Parthenay, 2 fructidor, an 3 républicain.


Je te vois, chère cousine, encore dans le premier effroi que t’a causé ma lettre, et dans l’étonnement de la voir finir assez gaîment dans une pareille situation ; il faudroit, ma chère, avoir, comme moi, passé d’aussi horribles momens pour se trouver bien, au milieu d’une troupe, sur le cheval d’un jeune soldat.

Eh bien, soit esprit troublé de ce que j’avois vu, ou force d’ame, j’y étois tranquille ; je ne voyois plus ces visages furieux, dont le souvenir me fait encore frissonner d’horreur ; cette cruelle image de victimes et de bourreaux n’étoit plus devant moi ; échappée à la mort, je goûtois encore la vie sans penser à l’avenir que préparoit un semblable cahos ; je crois même que mon visage ne devoit point paroître altéré, car je n’apperçus aucun étonnement ; plusieurs femmes étoient, ainsi que moi, sur des chevaux d’autres cavaliers, et, sans doute, trouvoient tout simple que j’y fusse comme elles ; j’ignorois où nous allions ; mais la tranquillité et même la gaîté qui régnoient parmi mes compagnes, éloignoient la terreur de mon ame ; j’étois là toute entière sans pensée, sans envie d’en avoir ; les secousses que j’avois reçues, avoient été si violentes, qu’il m’en étoit resté un ébranlement physique et moral, qui endormoit tout mon être : sans doute, c’est à cet assoupissement d’esprit que je dois la santé qui m’est restée, malgré les fatigues que j’éprouvai avant et après ces terribles momens ; ainsi, je puis te dire que je passai cette journée dans l’insouciance d’un être qui n’auroit rien à craindre ni à espérer ; mon conducteur me demandoit souvent si j’étois bien, si je ne souffrois pas de la marche ; nous arrivâmes ainsi à l’auberge où l’on devoit dîner, et je crus alors m’appercevoir, dans les soins des femmes, qui étoient avec nous, beaucoup plus de pitié que d’intérêt.

Mon jeune homme seul paroissoit avoir l’un et l’autre ; nous repartîmes de-là pour aller coucher plus loin, je ne puis te nommer l’endroit, car j’ignore encore où je vais, où je suis, et ne m’en informe pas.

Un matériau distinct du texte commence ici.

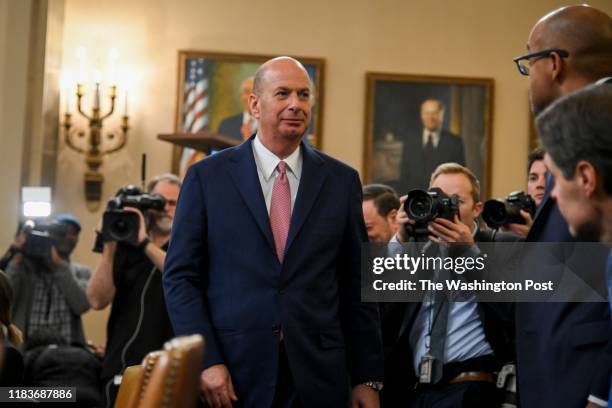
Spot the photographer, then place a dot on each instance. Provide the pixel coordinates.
(129, 275)
(49, 288)
(536, 183)
(450, 350)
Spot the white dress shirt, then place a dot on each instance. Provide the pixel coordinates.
(267, 170)
(435, 136)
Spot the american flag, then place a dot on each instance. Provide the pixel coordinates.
(195, 103)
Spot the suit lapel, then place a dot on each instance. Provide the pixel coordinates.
(244, 175)
(313, 176)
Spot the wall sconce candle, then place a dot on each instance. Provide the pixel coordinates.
(94, 135)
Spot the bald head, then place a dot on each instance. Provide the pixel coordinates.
(585, 32)
(278, 63)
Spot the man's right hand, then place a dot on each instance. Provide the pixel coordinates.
(402, 219)
(216, 384)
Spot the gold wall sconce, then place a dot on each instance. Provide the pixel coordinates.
(92, 142)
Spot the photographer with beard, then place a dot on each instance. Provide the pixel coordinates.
(130, 277)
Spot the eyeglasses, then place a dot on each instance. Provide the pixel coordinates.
(524, 61)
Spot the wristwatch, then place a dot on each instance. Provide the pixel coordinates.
(376, 385)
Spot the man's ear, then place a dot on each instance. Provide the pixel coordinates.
(558, 68)
(254, 105)
(391, 217)
(477, 209)
(587, 178)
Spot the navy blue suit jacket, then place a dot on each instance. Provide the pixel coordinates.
(561, 347)
(232, 127)
(223, 280)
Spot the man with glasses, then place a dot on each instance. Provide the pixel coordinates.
(561, 347)
(129, 277)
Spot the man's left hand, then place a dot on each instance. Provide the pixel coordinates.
(54, 259)
(364, 397)
(445, 231)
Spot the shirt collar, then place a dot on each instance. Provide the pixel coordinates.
(269, 161)
(603, 80)
(435, 135)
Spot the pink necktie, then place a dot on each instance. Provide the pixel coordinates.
(280, 210)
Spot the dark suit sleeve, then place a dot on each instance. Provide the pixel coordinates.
(361, 320)
(186, 269)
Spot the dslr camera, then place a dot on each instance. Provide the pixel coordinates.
(122, 226)
(504, 211)
(40, 236)
(425, 206)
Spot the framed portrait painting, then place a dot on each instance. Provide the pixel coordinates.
(212, 96)
(415, 123)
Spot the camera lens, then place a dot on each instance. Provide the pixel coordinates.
(420, 207)
(495, 214)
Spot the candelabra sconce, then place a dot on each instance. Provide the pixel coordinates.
(93, 152)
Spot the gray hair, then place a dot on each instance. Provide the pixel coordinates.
(169, 177)
(578, 127)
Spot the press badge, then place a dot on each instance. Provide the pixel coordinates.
(425, 368)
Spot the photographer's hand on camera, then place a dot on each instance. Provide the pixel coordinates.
(402, 220)
(142, 230)
(520, 229)
(445, 231)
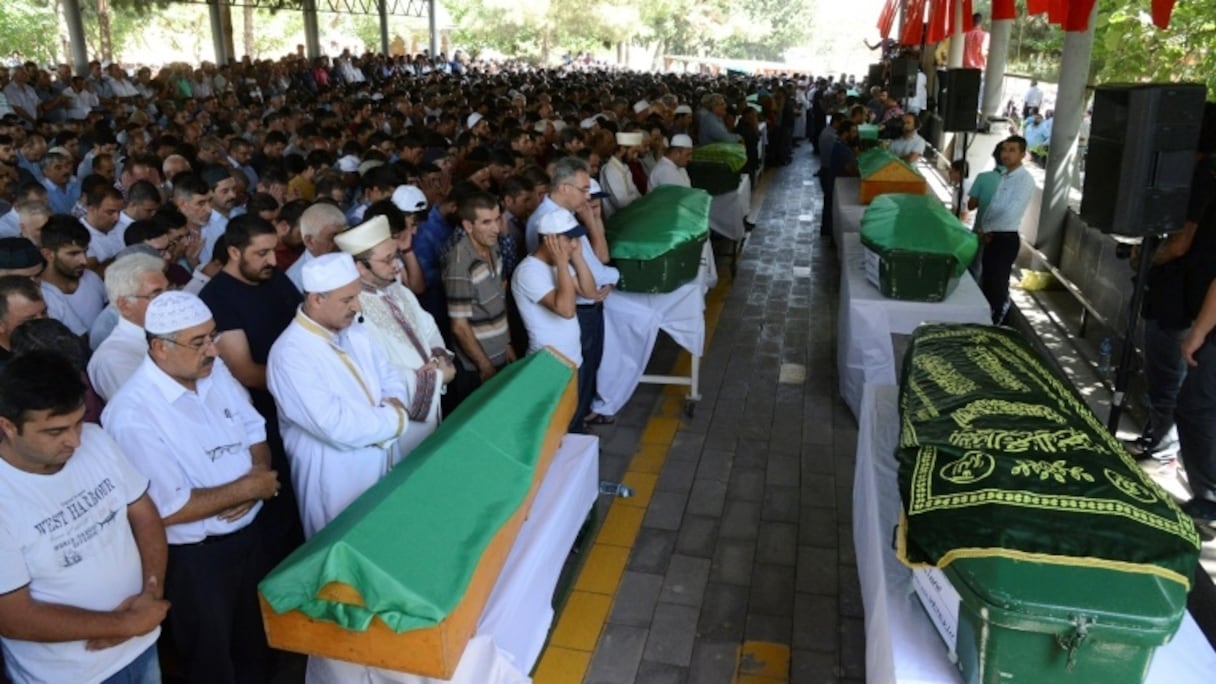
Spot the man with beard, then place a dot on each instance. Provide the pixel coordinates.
(74, 295)
(224, 196)
(204, 452)
(342, 404)
(319, 224)
(102, 206)
(615, 177)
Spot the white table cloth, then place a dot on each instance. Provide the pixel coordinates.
(867, 320)
(846, 207)
(901, 643)
(727, 211)
(518, 614)
(631, 325)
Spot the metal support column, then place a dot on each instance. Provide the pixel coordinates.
(76, 37)
(311, 31)
(218, 43)
(433, 22)
(1070, 99)
(382, 5)
(994, 73)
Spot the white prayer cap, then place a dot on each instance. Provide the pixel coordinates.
(559, 222)
(680, 140)
(409, 198)
(173, 312)
(364, 236)
(629, 138)
(328, 273)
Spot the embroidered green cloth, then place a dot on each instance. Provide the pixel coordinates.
(1000, 458)
(919, 224)
(877, 158)
(410, 544)
(733, 155)
(658, 223)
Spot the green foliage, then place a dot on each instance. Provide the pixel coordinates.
(31, 28)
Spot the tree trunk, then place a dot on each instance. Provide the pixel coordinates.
(248, 31)
(103, 29)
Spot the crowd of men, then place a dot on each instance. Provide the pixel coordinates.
(229, 307)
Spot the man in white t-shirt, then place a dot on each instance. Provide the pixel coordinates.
(82, 547)
(546, 281)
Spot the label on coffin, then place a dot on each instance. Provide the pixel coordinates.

Chère cousine, qui m’auroit dit que je me serois ainsi éloignée de toi, de ma famille ? hélas ! de leur côté, peut-être, fuyent-ils ainsi ? Mon frère malheureux, qu’est-il devenu ? c’est sa pensée qui déchire mon cœur ; et je crois que mes maux ne me seroient plus rien si j’étais rassurée sur son sort ; c’est de ta tendre amitié que j’attends la recherche et les soins pour s’en instruire ; tu n’as pas besoin de ce nouveau service pour te rendre chère à ta Louise.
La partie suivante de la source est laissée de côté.